CADENA SER
Este Barcelona no sabe perder. Ni tampoco empatar. En uno de los partidos que menos ocasiones creó de la temporada, sin Busquets y con un Coutinho que aún necesita acoplarse, venció 2-1 al Alavés con polémica arbitral.
El Alavés era testigo de excepción de la primera vez que el Barcelona partía de inicio con Messi, Suárez y Coutinho. E Iniesta, para más inri. Pero no todas las primeras veces son como deseáramos y esta desde luego estuvo muy lejos de lo que habría imaginado cualquier culé.
Porque a toda esa calidad le faltó el equilibrio, el jugador más importante del Barcelona -con permiso de Messi, siempre con permiso de Messi-. Valverde decidió dar descanso a Busquets y el Barcelona lo acusó y de qué manera. El encargado de ocupar su hueco fue Rakitic, con la ayuda de Paulinho, pero ambos estuvieron lejos de realizarlo con éxito.

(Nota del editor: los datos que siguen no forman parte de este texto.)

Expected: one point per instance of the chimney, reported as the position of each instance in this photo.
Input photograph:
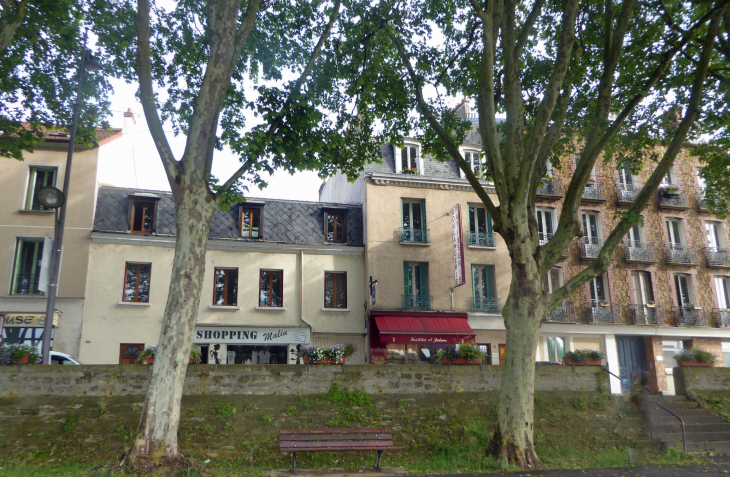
(129, 121)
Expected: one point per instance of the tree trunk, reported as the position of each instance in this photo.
(157, 436)
(523, 311)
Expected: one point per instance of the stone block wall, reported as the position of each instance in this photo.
(262, 380)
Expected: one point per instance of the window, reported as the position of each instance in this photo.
(137, 282)
(250, 223)
(480, 227)
(335, 224)
(556, 348)
(335, 290)
(39, 178)
(545, 224)
(271, 288)
(143, 217)
(26, 275)
(225, 289)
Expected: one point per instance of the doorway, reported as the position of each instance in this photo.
(631, 360)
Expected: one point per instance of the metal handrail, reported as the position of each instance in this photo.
(684, 438)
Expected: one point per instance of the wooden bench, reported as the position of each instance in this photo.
(334, 440)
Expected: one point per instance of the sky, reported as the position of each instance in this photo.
(133, 161)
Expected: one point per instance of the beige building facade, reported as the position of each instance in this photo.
(26, 229)
(275, 279)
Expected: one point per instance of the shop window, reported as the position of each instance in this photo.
(39, 178)
(251, 223)
(271, 287)
(556, 348)
(137, 282)
(225, 289)
(335, 290)
(27, 269)
(143, 217)
(335, 227)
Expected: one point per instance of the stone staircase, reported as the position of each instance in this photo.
(705, 432)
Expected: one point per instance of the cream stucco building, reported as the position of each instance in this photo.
(25, 226)
(278, 274)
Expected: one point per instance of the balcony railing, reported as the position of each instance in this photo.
(590, 247)
(481, 239)
(550, 188)
(603, 312)
(641, 252)
(480, 303)
(673, 199)
(626, 193)
(417, 302)
(647, 315)
(678, 254)
(594, 192)
(564, 313)
(685, 316)
(722, 317)
(717, 257)
(411, 235)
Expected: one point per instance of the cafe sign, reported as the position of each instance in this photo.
(240, 335)
(28, 320)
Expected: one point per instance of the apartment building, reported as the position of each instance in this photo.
(666, 289)
(26, 231)
(279, 275)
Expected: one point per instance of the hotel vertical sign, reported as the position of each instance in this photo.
(459, 271)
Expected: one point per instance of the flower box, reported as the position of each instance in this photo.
(690, 364)
(588, 362)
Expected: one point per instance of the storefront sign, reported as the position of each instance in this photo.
(28, 320)
(250, 335)
(459, 271)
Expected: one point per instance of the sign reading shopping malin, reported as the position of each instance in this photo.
(459, 271)
(251, 335)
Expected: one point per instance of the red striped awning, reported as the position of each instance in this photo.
(423, 329)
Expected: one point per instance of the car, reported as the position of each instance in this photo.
(63, 358)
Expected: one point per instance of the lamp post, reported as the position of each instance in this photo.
(56, 199)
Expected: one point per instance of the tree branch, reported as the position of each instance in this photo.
(147, 94)
(600, 264)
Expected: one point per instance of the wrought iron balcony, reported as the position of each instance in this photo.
(411, 235)
(685, 316)
(626, 193)
(481, 239)
(639, 252)
(594, 192)
(551, 188)
(480, 303)
(589, 247)
(603, 312)
(417, 302)
(678, 254)
(647, 315)
(717, 257)
(673, 199)
(564, 313)
(722, 317)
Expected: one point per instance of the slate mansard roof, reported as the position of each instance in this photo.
(284, 221)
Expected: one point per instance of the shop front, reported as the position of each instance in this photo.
(250, 345)
(414, 338)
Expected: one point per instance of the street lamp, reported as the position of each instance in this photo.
(56, 199)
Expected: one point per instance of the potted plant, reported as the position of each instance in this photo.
(148, 355)
(695, 357)
(583, 357)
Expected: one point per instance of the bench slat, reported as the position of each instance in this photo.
(336, 437)
(354, 430)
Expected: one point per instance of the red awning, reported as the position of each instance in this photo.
(423, 329)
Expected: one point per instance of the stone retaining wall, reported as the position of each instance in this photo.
(114, 380)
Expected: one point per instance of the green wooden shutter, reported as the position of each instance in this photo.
(406, 284)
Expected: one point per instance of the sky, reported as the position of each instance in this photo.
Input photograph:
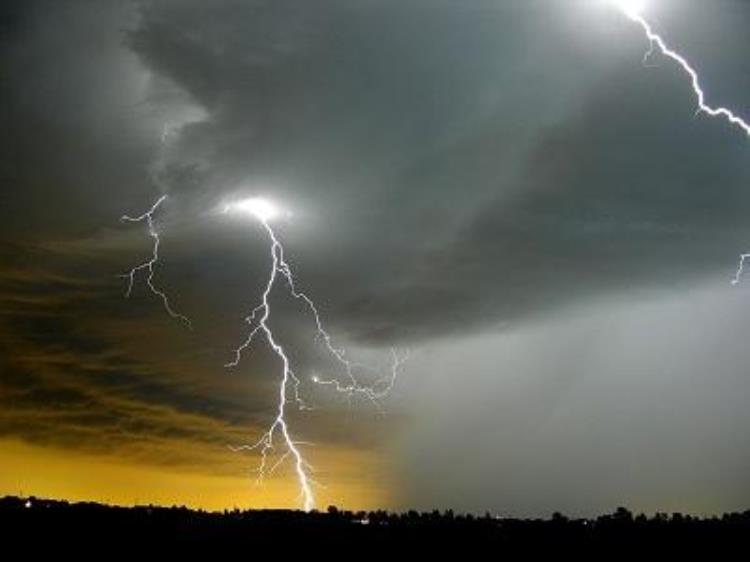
(501, 187)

En el 15’ iba a avisar el Alavés con un muy buen contraataque que consiguió desechar Ter Stegen con una de sus salidas, que dejó sin hueco ni oxígeno a Ibai. Pero no daría dos golpes fallidos el equipo de Abelardo, que siete minutos más tarde, en el 22’, conseguiría adelantarse en el Camp Nou gracias a un poco ortodoxo pero muy efectivo remate de Guidetti. Solo tuvo que correr y definir, porque con un fenomenal pase de Ibai desde su campo, dejó al danés solo de cara a portería: nadie cerró el centro en el Barcelona y Piqué salió a intentar achicar, creando a su vez otro hueco más por el que apareció Guidetti.
No todo fue malo en el Barcelona, que tuvo momentos de buen fútbol con algunas excelentes combinaciones entre los cuatro magos, pero no estuvieron acertados en la definición. En el 31’ Duarte desviaría un disparo de Coutinho desde la frontal que iba dentro. Unos minutos más tarde ocurriría algo difícil de creer y es que se le escapó el control a Messi cuando solo tenía que bajarla y disparar ante Pacheco, después de una triangulación entre Suárez, Iniesta y el propio Messi para levantarse y aplaudir.